The film also includes unidentifiable dog, fox, pig, squirrel, bear, raccoon, goose, and chicken characters. The DVD print reveals that the graveyard scene also includes tombstones containing famous performers, including Gladys Knight & the Pips, Bob Mills, and Warren Oates.

==Musical numbers==
Multiple musical numbers were featured in the 1974 record and 1982 reissue, but were removed from the film.

1974 Version:
Side One:
- "Money" - Scrooge, Cratchit
- "The Way Christmas Ought To Be" - Scrooge, Cratchit
- "Being Tight Is Not Alright" - Marley
- "Under The Mistletoe Pt. 1" - Chorus
- "Under The Mistletoe Pt. 2" - Chorus

Side Two:
- "We Have Love" - Cratchit Family
- "What A Glorious Christmas Morning' - Chorus
- "They Won't Know Me" - Scrooge
- "The Way Christmas Ought To Be (reprise)" - Scrooge, Cratchit, Chorus
- "What A Glorious Christmas Morning (reprise)" - Chorus

1982 Reissue:
Side One:
- "Oh, What A Merry Christmas Day" - Chorus
"Money" - Scrooge, Cratchit
- "The Way Christmas Ought To Be" - Scrooge, Cratchit
- "Being Tight Is Not Alright" - Marley
- "Under The Mistletoe" - Chorus

Side Two:
- "We Have Love" - Cratchit Family
- "What A Glorious Christmas Morning" - Chorus
- "The Way Christmas Ought To Be (reprise)" - Scrooge, Cratchit, Chorus
- "What A Glorious Christmas Morning (reprise)" - Chorus

The opening song, "Oh, What A Merry Christmas Day" was made for the cartoon, and appeared as the opening of the reissued record.

Some songs were shortened. "Money" and "We Have Love" have extra verses in the 1974 version that were cut out.
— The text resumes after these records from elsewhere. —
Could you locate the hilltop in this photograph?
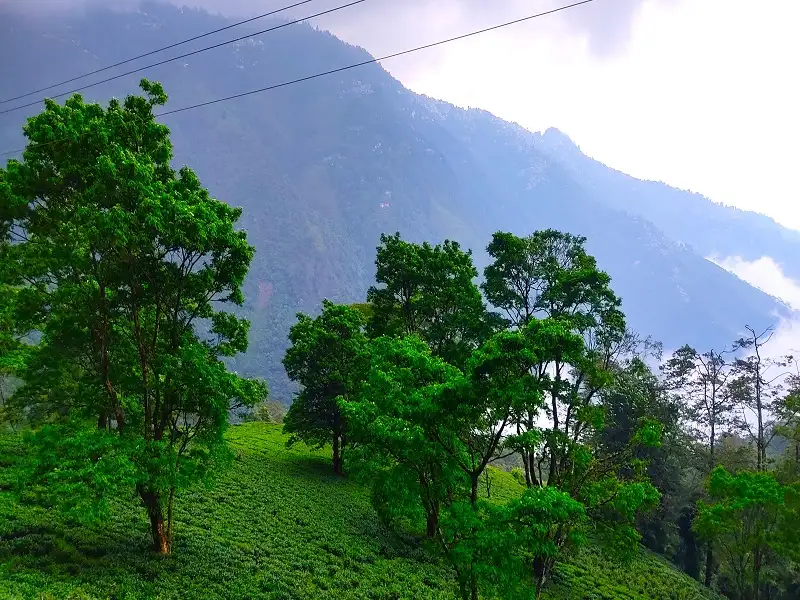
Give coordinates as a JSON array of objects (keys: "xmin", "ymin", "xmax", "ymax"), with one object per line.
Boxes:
[
  {"xmin": 0, "ymin": 423, "xmax": 718, "ymax": 600},
  {"xmin": 0, "ymin": 3, "xmax": 798, "ymax": 402}
]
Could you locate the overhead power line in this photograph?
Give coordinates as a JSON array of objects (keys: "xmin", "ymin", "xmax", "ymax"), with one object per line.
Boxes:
[
  {"xmin": 156, "ymin": 0, "xmax": 594, "ymax": 117},
  {"xmin": 0, "ymin": 0, "xmax": 324, "ymax": 104},
  {"xmin": 0, "ymin": 0, "xmax": 594, "ymax": 156},
  {"xmin": 0, "ymin": 0, "xmax": 367, "ymax": 115}
]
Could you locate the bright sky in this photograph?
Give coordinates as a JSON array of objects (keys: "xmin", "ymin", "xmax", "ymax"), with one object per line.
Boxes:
[
  {"xmin": 0, "ymin": 0, "xmax": 800, "ymax": 230},
  {"xmin": 326, "ymin": 0, "xmax": 800, "ymax": 230}
]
The first part of "Under The Mistletoe' was removed, along with Scrooge's short number, "They Won't Know Me." The reprise to "The Way Christmas Ought To Be" lyrically stays the same, but the keys are different.

==Production==
This was the first original Mickey Mouse theatrical cartoon produced in over 30 years. With the exception of re-releases, Mickey had not appeared in movie theaters since the short film The Simple Things (1953). The graveyard sequence was also the first time Disney tested the animation photo transfer process. Many additional characters seen in the film had also not appeared in a theatrical cartoon for several decades such as Horace Horsecollar and Clarabelle Cow. The film was also one of the final times Clarence Nash voiced Donald Duck before his death in 1985. Nash was the only original voice actor in the film as Walt Disney (Mickey Mouse) had died in 1966, Pinto Colvig (Goofy) in 1967, Bill Thompson (Scrooge McDuck), Cliff Edwards (Jiminy Cricket) and Billy Gilbert (Willie the Giant) in 1971, and Billy Bletcher (Pete and the Big Bad Wolf) in 1979. It also marked the first time in animation that Scrooge McDuck was voiced by actor Alan Young (who had first voiced the character on the musical album); Young would continue to be the primary voice actor for McDuck, most notably in DuckTales, until the actor's death in 2016.

==Reception==
On review aggregator website Rotten Tomatoes, the film holds a 100% approval rating with an average rating of 8/10 based on 8 reviews.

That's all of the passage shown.